Denver District 8 Sen. Al White, R-Hayden, beat a reporter to the punch with the first question about the collapsed proposal to use Pinnacol Assurance surplus funds to balance next year's state budget without slashing state support for higher education.
"What now?" White asked, as lawmakers went back to the drawing board to fill a $300 million deficit in the budget.
He then answered his own question.
"Now we find other cuts in the budget that will enable us to draw down federal matching funds for higher ed and spread the pain to others," he said. "We're looking at furloughs (of state employees), cuts to financial aid for students, cuts to K-12."
Rep. Randy Baumgardner, R-Hot Sulphur Springs, spent much of the week caucusing with fellow House Republicans about the so-called "long bill" and dozens of other bills and amendments that are part of the budget process.
It all must go back to the Senate, where the process started, after the House gets done with it. All is being done under an ever-closer mandatory deadline for adjournment May 6.
"We're still looking under every rock trying to find money," Baumgardner said. "I don't think Pinnacol was a good place to look, but higher ed has been beat up pretty bad."
It's the majority Democrats, however, who are in the driver's seat when it comes to the budget-reconciliation package. More cash fund transfers to the general fund and higher taxes on cigarette sales are among items under consideration.
As a member of the Joint Budget Committee, White played a key role in the Pinnacol debate and was the primary sponsor of the now moot bill (Senate Bill 273) that would have transferred $500 million from Pinnacol to the general fund.
In addition to balancing the budget, the cash transfer that most other legislative Republicans called an unconstitutional raid on a private company, would have put another $200 million into a reserve account for future budget emergencies.

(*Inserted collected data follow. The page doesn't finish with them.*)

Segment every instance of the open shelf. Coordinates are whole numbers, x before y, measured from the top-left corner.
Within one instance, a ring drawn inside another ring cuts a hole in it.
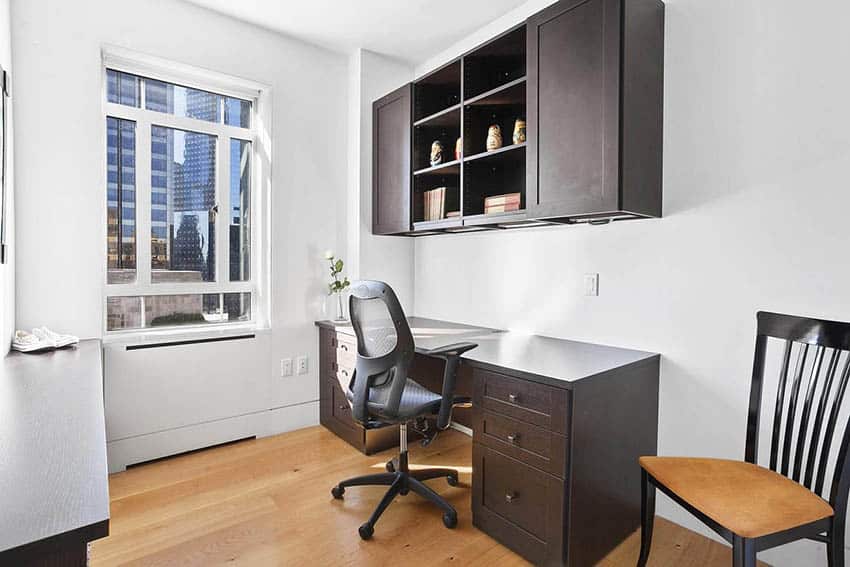
[[[486,152],[487,135],[493,125],[498,125],[502,131],[503,145],[500,149],[511,146],[516,123],[518,120],[525,121],[525,111],[524,78],[483,93],[471,101],[464,101],[463,155],[475,156]]]
[[[504,213],[490,213],[489,215],[470,215],[463,219],[464,226],[496,226],[501,228],[512,223],[528,223],[525,209]]]
[[[466,106],[525,104],[525,76],[463,101]]]
[[[413,126],[451,126],[460,124],[460,104],[445,108],[413,123]]]
[[[509,156],[522,159],[508,159]],[[509,193],[520,194],[519,209],[525,209],[525,149],[506,151],[464,163],[463,216],[484,214],[484,200]],[[518,211],[509,211],[517,213]]]
[[[463,58],[463,96],[481,93],[525,76],[525,26],[515,28]]]
[[[435,221],[420,221],[413,223],[413,230],[414,232],[431,231],[434,234],[437,234],[434,231],[462,226],[462,223],[463,221],[461,221],[460,218],[440,219]]]
[[[413,172],[414,177],[427,175],[460,175],[460,160],[452,160],[439,165],[432,165]]]
[[[504,146],[504,147],[499,148],[498,150],[493,150],[492,152],[486,152],[485,151],[485,152],[481,152],[479,154],[473,154],[469,157],[463,158],[463,161],[464,162],[470,162],[470,161],[476,161],[476,160],[483,160],[483,159],[487,159],[487,158],[496,158],[496,156],[500,156],[499,159],[505,159],[505,158],[511,159],[511,158],[513,158],[513,159],[525,161],[525,153],[521,151],[521,150],[525,149],[525,144],[526,144],[525,142],[523,142],[521,144],[511,144],[510,146]],[[508,156],[502,156],[501,155],[501,154],[505,154],[505,153],[508,153],[508,152],[515,152],[515,153],[512,153]]]
[[[460,104],[460,60],[437,69],[413,86],[413,120],[418,122]]]

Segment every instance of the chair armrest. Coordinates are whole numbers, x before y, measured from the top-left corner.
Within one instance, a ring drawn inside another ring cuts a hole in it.
[[[472,350],[478,345],[476,343],[462,342],[444,345],[435,349],[424,351],[423,354],[428,356],[436,356],[439,358],[447,358],[450,356],[460,356],[468,350]]]
[[[437,429],[448,428],[452,418],[452,401],[454,400],[455,381],[457,379],[457,368],[460,365],[460,355],[472,350],[478,345],[475,343],[455,343],[446,345],[428,352],[429,356],[444,358],[446,369],[443,372],[443,390],[441,392],[440,413],[437,414]]]

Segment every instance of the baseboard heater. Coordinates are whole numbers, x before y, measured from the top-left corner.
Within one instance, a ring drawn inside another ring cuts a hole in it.
[[[182,345],[199,345],[202,343],[218,343],[222,341],[241,341],[244,339],[253,339],[256,335],[234,335],[232,337],[212,337],[206,339],[190,339],[183,341],[168,341],[162,343],[141,343],[137,345],[126,345],[124,350],[142,350],[146,348],[162,348]]]

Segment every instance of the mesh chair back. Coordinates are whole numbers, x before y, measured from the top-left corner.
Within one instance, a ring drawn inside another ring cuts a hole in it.
[[[384,282],[355,283],[349,312],[357,335],[357,363],[349,383],[352,416],[368,425],[370,413],[398,415],[413,363],[413,334],[395,292]]]

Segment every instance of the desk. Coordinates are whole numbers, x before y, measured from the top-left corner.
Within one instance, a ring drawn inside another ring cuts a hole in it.
[[[463,355],[458,376],[458,392],[473,400],[465,417],[473,429],[476,527],[534,563],[585,567],[640,525],[637,459],[657,450],[659,355],[408,321],[417,352],[411,375],[436,391],[441,366],[428,353],[455,342],[478,344]],[[317,325],[322,423],[365,452],[395,445],[397,428],[386,428],[385,438],[357,429],[339,388],[356,361],[350,324]]]
[[[0,564],[86,565],[109,533],[100,341],[0,360]]]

Gov. Bill Ritter announced Wednesday an end to negotiations with Pinnacol, which holds about 70 percent of the workmen's compensation insurance policies of Colorado's employers and had threatened a court challenge if White's bill became law.
"Members of my staff and I have tried in good faith to reach an agreement with Pinnacol," Ritter said. "However, there remain too many unresolved issues and questions for Colorado citizens and Pinnacol shareholders and customers. Therefore, with a budget deadline looming, I have halted negotiations with Pinnacol."
Ritter warned earlier in the week that massive cuts to higher education, which could lead to double-digit tuition increases and/or shutting down community colleges, were not an option.
He said cutting $300 million in support to colleges and universities would put Colorado below the threshold for drawing down $760 million in federal stimulus funds.
"Clearly, it would be counter-productive to cut higher education by $300 million only to lose the entire $760 million in Stabilization Funds," Ritter said.
White said he still thinks the legislature should consider more state oversight of Pinnacol, which largely was privatized in 2002. The company is tax exempt, has governmental immunity form lawsuits and its board of directors are appointed by the governor.
Still alive is Senate Bill 281, sponsored by Senate Majority Leader Brandon Shaffer, D-Longmont, which calls for a performance audit and an interim committee review of Pinnacol's operations. The bill also would require Pinnacol to issue dividends to policy holders equal to 5 percent of its surplus.
Shaffer said Pinnacol currently has a surplus of $700 million above the $600 million reserve that it holds to pay off future workmen's compensation claims.
"I still think a battle as to whether or not Pinnacol belongs to the state is one that needs to be decided," White said. "Certain provisions in (SB) 281 are worth keeping that bill alive. If policy holders are the owners of those surplus funds, then I want to see the policy holders get that money back as opposed to sitting in a Pinnacol vault unused and unneeded."
White is concerned, however, the lawmakers might go too far in taking advantage of a recent Colorado Supreme Court decision that would allow legislators to repeal tax exemption or credit without getting approval from voters as required by the Taxpayer's Bill of Rights.
Eliminating tax exemptions and/or credits became part of the budget-balancing discussion after the March 16 Supreme Court decision that last year's freeze on property tax mill levies was not an unconstitutional violation of TABOR.
Since TABOR's passage in 1992, lawmakers have assumed no tax policy change that resulted in additional revenue could be made without a vote of the people. However, the high court's ruling stated a public vote would be required only in limited circumstances.
"Legal Services (which provides legal advice to the legislature) indicates : that removing tax credits or exemptions falls outside of TABOR considerations and can be legislated without a vote of the people," he said. "I'm very leery of it. I think it's bad policy for us to do away with those sorts of things."
White said the high court ruling could affect numerous tax credits, including an estimated $90 million worth of tax credits issued to farmers and ranchers for conservation easements to protect land from development.
"In my district the tax credit for conservation easements is huge," he said. "It helps ranchers stay on the place. If that goes away, many of my constituents could lose their ability to provide for themselves and their families on the ranch."